Personal information
- Full name: Cassidy Davis
- Date of birth: 25 August 1994 (age 32)
- Place of birth: Newcastle, Australia
- Height: 1.60 m (5 ft 3 in)
- Position: Defensive midfielder

Team information
- Current team: Newcastle Jets
- Number: 6

Senior career*
- Years: Team / Apps / (Gls)
- 2013: Lake Macquarie / 22 / (12)
- 2013–: Newcastle Jets / 185 / (3)

= Cassidy Davis =

Australian footballer (born 1994)

Cassidy Davis (born 25 August 1994) is an Australian footballer, who currently plays for Newcastle Jets in the A-League Women.

==Club career==

Davis signed with her hometown club Newcastle Jets in 2013.
She began her career playing in an attacking midfield role for the Jets, however over time she moved into a more defensive position.
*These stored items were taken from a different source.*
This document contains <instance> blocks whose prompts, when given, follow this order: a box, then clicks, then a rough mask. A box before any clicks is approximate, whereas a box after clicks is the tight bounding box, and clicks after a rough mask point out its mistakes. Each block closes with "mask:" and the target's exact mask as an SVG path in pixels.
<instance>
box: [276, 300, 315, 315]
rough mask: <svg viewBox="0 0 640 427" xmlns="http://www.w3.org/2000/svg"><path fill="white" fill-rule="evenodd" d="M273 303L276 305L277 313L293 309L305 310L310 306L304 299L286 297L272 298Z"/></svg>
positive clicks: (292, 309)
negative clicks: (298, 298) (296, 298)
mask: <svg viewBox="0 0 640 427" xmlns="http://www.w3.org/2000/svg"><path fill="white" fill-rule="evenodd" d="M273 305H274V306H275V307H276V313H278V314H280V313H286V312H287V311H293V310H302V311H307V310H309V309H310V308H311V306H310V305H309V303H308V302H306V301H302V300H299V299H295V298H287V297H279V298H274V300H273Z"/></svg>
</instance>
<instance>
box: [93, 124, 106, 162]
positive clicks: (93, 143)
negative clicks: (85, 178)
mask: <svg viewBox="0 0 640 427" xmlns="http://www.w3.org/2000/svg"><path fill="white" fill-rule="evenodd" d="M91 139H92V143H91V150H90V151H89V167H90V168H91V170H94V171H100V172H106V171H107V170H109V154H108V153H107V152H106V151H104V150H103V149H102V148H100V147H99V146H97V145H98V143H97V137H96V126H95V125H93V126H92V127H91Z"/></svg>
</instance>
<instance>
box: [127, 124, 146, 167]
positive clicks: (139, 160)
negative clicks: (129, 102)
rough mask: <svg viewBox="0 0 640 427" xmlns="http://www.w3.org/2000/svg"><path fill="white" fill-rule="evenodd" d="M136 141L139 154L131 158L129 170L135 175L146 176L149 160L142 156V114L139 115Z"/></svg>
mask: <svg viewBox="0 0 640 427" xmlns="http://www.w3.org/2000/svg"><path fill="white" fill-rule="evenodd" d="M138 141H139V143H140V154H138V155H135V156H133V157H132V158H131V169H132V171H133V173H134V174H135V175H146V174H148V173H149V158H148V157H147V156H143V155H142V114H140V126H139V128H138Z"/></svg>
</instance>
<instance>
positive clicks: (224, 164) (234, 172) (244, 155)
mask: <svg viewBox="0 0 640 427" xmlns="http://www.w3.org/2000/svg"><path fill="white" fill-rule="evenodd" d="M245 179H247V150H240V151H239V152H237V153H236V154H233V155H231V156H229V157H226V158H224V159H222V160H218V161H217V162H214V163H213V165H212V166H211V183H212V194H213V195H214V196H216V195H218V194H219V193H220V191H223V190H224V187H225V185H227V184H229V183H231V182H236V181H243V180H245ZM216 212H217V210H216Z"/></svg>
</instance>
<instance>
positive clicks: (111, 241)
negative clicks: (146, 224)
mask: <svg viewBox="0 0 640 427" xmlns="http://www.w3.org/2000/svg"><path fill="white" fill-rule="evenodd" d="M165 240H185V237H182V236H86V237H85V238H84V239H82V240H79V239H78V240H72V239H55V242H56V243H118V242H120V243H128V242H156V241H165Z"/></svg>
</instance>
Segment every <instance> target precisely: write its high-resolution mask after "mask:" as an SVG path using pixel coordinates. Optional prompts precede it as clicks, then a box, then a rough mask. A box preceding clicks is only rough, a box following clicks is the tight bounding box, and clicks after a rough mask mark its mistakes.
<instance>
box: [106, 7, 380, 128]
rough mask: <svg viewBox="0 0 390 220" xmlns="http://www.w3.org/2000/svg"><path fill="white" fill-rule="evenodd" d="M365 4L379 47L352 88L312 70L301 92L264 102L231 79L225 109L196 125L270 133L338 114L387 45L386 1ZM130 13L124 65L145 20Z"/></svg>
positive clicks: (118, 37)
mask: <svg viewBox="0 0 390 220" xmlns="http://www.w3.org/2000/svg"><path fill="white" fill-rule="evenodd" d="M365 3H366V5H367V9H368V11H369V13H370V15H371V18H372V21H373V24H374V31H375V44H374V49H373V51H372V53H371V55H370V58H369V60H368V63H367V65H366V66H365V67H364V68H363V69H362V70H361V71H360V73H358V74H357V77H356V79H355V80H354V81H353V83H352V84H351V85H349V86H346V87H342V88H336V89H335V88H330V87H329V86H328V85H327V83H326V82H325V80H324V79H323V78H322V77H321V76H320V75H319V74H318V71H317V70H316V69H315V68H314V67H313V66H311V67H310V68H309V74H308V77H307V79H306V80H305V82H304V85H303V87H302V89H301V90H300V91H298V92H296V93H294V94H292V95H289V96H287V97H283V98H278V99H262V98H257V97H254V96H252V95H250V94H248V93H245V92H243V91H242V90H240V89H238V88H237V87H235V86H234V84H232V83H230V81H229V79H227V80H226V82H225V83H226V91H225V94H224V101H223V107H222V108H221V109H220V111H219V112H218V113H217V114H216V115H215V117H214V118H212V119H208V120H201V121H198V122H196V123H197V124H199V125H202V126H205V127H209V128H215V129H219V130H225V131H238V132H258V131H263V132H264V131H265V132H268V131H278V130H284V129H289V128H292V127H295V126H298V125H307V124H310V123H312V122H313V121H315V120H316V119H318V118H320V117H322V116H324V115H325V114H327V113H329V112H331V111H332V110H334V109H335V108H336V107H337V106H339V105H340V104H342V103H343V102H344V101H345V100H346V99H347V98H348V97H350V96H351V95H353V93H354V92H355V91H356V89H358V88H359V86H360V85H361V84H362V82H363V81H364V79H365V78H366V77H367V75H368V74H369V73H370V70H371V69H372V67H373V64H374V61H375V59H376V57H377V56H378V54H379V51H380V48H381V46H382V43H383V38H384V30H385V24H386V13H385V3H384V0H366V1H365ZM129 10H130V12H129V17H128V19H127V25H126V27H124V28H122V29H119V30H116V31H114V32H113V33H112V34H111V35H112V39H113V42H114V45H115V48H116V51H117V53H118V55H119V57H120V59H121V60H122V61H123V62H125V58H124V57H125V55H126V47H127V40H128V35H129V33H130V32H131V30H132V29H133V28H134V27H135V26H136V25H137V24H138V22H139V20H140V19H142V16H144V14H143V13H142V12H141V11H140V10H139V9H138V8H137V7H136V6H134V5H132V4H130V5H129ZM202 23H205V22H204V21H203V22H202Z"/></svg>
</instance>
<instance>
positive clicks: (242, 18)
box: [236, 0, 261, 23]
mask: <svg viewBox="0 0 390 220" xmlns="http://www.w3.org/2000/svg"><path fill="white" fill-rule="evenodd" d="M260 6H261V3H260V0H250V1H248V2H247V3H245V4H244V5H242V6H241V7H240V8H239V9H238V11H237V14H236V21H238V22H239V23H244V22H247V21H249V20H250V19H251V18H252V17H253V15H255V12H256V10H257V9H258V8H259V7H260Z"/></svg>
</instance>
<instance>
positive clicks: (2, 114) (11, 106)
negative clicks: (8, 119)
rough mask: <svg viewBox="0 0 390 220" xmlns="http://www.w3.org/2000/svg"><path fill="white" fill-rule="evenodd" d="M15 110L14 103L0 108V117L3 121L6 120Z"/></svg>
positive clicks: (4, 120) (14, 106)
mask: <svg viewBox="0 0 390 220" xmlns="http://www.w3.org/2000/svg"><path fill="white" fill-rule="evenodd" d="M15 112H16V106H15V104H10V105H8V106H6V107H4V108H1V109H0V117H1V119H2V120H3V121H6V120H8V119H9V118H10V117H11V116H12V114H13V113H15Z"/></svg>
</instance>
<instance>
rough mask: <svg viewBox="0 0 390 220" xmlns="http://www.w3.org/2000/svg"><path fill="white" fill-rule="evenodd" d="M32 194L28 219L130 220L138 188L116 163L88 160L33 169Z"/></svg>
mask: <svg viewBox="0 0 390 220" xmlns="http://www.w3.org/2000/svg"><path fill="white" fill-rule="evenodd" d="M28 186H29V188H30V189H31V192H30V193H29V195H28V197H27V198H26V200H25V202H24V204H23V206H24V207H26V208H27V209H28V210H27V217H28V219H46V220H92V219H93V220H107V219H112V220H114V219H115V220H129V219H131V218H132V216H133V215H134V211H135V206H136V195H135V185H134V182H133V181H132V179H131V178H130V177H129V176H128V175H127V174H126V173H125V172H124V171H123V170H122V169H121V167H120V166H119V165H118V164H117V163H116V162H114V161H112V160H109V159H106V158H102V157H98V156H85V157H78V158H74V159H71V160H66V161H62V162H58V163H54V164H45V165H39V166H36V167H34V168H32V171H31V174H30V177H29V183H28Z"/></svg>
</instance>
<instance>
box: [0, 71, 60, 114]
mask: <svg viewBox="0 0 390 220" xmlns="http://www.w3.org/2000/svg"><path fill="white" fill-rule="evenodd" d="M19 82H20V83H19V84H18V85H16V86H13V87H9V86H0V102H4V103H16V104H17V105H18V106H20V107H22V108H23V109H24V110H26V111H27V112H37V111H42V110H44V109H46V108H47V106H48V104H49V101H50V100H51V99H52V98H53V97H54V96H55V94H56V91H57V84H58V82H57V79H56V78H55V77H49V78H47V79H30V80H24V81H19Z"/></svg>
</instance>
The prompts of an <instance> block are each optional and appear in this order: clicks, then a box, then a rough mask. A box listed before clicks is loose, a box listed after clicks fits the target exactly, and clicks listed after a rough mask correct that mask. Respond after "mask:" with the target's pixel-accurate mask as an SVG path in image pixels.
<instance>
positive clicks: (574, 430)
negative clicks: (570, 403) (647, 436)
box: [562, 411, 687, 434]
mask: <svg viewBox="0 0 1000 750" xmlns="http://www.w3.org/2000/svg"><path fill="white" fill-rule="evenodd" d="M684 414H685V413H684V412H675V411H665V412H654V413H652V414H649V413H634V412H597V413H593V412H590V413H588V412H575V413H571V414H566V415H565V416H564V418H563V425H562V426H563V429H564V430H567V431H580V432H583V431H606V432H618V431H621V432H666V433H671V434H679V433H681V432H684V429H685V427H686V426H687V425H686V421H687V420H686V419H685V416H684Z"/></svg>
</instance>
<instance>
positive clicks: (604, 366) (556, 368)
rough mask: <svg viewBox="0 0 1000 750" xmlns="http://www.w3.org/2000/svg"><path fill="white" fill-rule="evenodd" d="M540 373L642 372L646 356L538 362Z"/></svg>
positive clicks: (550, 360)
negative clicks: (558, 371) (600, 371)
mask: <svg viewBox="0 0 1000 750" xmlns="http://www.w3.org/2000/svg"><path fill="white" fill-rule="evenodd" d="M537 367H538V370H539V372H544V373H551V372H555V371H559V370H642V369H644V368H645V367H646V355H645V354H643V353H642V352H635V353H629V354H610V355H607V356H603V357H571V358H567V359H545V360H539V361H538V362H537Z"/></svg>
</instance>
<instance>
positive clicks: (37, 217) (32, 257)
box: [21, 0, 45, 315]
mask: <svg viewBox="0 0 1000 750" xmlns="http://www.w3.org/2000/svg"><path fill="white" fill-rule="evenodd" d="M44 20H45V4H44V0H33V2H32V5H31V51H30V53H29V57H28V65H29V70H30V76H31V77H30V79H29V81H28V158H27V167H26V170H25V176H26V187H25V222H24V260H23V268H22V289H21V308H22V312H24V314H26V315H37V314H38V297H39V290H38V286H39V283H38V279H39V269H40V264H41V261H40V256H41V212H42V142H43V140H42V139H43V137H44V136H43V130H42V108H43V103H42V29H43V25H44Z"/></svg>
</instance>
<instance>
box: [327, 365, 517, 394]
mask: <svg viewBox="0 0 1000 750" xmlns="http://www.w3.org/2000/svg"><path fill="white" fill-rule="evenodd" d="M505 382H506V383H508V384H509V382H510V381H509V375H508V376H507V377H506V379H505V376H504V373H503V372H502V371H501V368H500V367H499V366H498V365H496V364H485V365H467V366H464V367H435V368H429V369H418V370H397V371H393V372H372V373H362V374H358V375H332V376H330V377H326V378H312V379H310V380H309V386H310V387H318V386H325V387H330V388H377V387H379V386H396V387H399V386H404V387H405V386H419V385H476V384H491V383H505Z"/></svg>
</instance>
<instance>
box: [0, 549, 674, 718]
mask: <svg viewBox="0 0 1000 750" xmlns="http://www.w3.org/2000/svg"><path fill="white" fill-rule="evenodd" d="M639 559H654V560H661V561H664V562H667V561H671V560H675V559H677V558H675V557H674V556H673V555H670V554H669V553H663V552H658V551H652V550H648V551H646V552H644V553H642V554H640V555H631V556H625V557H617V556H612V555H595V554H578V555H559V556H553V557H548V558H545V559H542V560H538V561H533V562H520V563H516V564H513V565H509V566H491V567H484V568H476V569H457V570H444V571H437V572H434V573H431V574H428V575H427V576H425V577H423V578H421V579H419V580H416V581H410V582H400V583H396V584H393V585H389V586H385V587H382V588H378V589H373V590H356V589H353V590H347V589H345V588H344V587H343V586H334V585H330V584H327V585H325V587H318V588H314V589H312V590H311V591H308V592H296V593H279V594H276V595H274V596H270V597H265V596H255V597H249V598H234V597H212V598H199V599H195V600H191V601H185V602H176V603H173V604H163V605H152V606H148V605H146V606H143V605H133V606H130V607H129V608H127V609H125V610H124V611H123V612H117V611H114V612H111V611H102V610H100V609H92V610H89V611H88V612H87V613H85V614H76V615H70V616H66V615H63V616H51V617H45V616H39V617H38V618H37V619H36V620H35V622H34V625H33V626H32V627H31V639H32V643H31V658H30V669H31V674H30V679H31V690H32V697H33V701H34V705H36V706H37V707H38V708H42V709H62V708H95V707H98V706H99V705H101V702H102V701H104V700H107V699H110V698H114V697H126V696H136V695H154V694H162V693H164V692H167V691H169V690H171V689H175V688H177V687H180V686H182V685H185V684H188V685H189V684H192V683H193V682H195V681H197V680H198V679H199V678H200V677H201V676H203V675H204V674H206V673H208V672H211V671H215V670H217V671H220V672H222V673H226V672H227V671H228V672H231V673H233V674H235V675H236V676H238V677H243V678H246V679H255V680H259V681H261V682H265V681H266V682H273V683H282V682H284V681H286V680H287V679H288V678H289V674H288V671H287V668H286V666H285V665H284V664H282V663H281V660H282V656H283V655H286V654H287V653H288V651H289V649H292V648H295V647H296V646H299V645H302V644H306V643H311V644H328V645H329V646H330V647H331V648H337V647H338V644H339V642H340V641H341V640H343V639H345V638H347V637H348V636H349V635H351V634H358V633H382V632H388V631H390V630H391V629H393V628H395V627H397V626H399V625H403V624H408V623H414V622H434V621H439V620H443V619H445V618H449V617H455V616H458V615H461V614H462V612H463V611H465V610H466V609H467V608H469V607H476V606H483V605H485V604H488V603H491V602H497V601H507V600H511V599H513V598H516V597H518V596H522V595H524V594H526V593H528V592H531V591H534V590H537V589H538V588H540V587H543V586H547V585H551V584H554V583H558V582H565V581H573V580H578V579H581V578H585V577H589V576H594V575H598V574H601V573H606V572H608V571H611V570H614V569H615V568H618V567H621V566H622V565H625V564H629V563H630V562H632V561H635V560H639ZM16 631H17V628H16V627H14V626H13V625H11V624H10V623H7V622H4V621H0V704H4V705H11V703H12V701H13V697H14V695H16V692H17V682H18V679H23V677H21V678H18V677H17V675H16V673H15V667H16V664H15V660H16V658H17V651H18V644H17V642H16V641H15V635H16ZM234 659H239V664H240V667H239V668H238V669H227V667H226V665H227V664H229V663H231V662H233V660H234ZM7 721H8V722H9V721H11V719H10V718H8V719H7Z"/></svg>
Davis became the club's Co-Captain ahead of the 2018-19 season alongside Gema Simon and Emily van Egmond. On Matchday 3 of the 2021-22 season Davis played her 100th consecutive A-League Women match, a league record. In March 2022, Davis made her 109th consecutive appearance in the top flight of Australian soccer. She therefore set the record for most consecutive top flight games in Australia for either a male or female, beating the record previously held by Nikolai Topor-Stanley.